Friday, July 10, 2015

Day 3: Marysville to Wooster, Ohio 103 torturous miles. 913' elevation (but, oh, were those were steep feet!)

I've leave most of today's notes to the photos and their captions.

I won't presume to know why so many houses in this area have that star on the front or side .  No one in the group seems to know the answer either.  Any takers out there with a theory?
Two days ago, the forecast was for a sunny day.  Yesterday, it was rain.  Today, it changed again to cloudy.  Actually, we got all three.  Mist and rain in the morning, cool and cloudy much of the late morning and late afternoon, sunny just after lunch.

We passed through small country towns and a couple of larger cities.  Delaware was one of the latter.  Saw this abandoned train station as we were passing through.  A relic of a time when this city was thriving.
The lack of rain allowed me to get off the bike and take more pictures today.  Frankly, the picture taking also gave me the occasional respite from the killer hills.

Warrensburg, on the other hand, was one of the smaller towns.  While the incorporated town limits are much larger (probably owing to farmland), you're looking at the entire town, save for a house or two behind me when I took this shot.
And some were even smaller.  There wasn't a "downtown" Peru, just this Town Hall, circa 1901.
The rollers (rolling short, very steep climbs of no more than a quarter mile) on the road to Wooster are notorious among cyclists.  They rival the ones I rode last year in Missouri in both numbers and degrees of incline.  Today's climbs topped out at 14-15% gradients.  For perspective, the mountains I train on in Vermont may be 2-5 miles in length, but they never get beyond 6-9% grades.  Even the climb over Monarch Pass in Colorado (around 7 miles of climb) never got more than 6% on average.

It's not that they were very long.  It's that they were very steep and plentiful.  The large spike around mile 40 is in the town of Butler.  That's their ski resort.  I kid you not; they advertise canoeing and skiing on the same billboards.  How many other towns in America can make that claim?
Today's other highlight was getting chased by a dog.  I honestly didn't think I had anything left in the tank, but I was able to out-sprint the dog, who came up from behind me after it bolted off the front porch of a house along the roadside.

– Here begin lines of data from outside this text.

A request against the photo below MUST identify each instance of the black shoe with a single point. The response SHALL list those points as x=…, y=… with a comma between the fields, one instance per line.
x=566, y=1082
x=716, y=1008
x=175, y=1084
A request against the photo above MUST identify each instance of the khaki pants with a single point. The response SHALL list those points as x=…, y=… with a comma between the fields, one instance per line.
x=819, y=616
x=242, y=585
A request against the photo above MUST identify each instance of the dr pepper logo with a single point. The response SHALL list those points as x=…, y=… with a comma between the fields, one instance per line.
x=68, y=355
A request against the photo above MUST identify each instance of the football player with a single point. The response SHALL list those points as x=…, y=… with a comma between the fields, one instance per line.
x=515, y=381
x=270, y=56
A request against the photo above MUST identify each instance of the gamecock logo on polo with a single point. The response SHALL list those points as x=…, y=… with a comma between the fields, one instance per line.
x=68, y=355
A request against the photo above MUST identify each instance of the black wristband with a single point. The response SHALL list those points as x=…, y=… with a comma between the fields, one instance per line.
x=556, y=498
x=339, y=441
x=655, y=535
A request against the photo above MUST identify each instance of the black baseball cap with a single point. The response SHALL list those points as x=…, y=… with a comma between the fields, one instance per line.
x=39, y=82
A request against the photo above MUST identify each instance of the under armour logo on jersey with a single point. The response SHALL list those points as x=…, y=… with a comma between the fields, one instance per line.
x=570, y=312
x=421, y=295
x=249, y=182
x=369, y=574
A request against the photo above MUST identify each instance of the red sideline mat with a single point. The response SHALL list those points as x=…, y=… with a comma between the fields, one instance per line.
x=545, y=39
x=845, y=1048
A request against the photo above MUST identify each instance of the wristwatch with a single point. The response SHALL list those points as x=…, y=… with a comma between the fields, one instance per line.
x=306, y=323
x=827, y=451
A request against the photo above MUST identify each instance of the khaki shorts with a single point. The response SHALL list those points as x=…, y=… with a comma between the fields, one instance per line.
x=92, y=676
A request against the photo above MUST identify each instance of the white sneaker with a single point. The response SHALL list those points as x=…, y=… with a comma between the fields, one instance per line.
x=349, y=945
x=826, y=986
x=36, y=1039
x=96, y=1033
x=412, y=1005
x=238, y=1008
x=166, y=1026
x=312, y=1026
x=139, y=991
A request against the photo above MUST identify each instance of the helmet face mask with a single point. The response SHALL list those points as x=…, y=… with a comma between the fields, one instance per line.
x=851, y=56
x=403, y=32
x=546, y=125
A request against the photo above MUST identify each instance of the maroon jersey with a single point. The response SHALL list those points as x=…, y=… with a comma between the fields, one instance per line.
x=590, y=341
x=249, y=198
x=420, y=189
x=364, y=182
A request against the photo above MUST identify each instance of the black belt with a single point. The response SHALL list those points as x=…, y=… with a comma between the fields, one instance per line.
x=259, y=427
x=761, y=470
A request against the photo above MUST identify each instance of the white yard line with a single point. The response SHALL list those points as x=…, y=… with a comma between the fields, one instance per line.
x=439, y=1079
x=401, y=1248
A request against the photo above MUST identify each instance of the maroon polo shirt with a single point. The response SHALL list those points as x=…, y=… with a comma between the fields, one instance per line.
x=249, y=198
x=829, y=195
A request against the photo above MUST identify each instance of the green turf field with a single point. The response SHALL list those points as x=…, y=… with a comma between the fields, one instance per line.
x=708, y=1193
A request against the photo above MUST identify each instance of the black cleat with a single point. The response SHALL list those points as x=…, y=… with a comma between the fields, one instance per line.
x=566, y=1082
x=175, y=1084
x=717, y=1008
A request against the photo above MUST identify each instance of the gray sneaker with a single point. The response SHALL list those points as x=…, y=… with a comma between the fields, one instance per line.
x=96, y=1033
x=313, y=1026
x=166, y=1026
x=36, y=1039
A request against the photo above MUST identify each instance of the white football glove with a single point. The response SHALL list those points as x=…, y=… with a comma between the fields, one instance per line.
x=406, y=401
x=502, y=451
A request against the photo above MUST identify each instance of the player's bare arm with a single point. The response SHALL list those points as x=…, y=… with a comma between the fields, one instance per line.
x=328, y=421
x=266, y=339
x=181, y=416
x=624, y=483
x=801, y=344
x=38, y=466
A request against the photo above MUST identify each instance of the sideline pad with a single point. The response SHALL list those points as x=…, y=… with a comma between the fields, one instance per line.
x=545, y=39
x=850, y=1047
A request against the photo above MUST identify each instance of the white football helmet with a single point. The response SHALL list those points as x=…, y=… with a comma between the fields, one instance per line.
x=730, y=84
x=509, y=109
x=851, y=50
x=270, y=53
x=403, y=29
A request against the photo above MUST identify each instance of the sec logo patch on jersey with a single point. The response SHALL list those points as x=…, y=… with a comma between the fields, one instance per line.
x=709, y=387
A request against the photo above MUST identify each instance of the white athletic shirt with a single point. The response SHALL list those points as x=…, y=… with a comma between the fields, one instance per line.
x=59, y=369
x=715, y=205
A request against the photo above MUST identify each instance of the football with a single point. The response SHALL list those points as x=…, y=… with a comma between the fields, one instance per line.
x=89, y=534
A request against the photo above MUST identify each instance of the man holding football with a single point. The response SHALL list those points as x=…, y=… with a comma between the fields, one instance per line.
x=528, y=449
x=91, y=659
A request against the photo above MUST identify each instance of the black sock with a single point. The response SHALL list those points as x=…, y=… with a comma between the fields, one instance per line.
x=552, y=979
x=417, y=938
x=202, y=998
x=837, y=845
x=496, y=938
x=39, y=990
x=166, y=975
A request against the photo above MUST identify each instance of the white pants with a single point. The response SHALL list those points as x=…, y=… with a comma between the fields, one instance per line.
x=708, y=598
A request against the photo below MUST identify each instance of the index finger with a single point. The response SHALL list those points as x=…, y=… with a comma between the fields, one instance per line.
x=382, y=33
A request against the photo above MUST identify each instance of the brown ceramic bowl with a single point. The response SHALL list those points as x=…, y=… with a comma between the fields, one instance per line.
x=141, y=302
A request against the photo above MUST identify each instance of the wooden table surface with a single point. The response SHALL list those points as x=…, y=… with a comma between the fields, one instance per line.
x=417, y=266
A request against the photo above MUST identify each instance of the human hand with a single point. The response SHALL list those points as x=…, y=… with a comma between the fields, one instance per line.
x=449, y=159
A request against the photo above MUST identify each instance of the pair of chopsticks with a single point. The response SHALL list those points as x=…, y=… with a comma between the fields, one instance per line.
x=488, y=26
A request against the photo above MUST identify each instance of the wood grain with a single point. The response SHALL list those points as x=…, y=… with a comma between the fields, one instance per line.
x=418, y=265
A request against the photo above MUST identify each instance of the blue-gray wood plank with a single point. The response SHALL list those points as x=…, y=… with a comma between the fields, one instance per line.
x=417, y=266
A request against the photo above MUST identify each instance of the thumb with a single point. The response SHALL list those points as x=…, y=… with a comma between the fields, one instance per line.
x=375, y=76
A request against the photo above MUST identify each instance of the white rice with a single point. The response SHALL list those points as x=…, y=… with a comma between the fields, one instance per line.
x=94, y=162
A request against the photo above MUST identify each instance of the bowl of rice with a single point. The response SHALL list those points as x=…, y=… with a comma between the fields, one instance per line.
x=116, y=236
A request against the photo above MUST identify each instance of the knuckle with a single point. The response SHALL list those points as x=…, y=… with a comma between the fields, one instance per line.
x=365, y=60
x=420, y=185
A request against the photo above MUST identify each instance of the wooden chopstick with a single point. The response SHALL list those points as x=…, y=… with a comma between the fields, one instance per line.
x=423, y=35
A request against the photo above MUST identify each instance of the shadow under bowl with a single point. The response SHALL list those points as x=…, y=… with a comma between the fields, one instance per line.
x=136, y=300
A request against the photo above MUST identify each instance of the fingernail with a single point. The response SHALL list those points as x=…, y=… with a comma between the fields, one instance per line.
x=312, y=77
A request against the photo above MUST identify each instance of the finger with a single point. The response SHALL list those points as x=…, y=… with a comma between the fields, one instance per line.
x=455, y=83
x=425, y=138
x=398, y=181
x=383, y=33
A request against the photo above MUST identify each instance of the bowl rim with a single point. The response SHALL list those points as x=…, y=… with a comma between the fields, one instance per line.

No dogs in this shot (although there was one just off camera who was barking at me when I got close enough to take this picture.  After a moment of interest, these guys just went back to their grazing.
Tomorrow, more rollers, but it's only 85 miles.  The joke at dinner was that tomorrow would be a half-day of riding.  Tell that to my lower back and knees!

As they advertise on the North Fork Century, on Long Island, "we ride for pie."  This cafe in small Frederictown is famous for its pies.  So yes, I stopped in to try a slice.  Peach crumb.  Yum!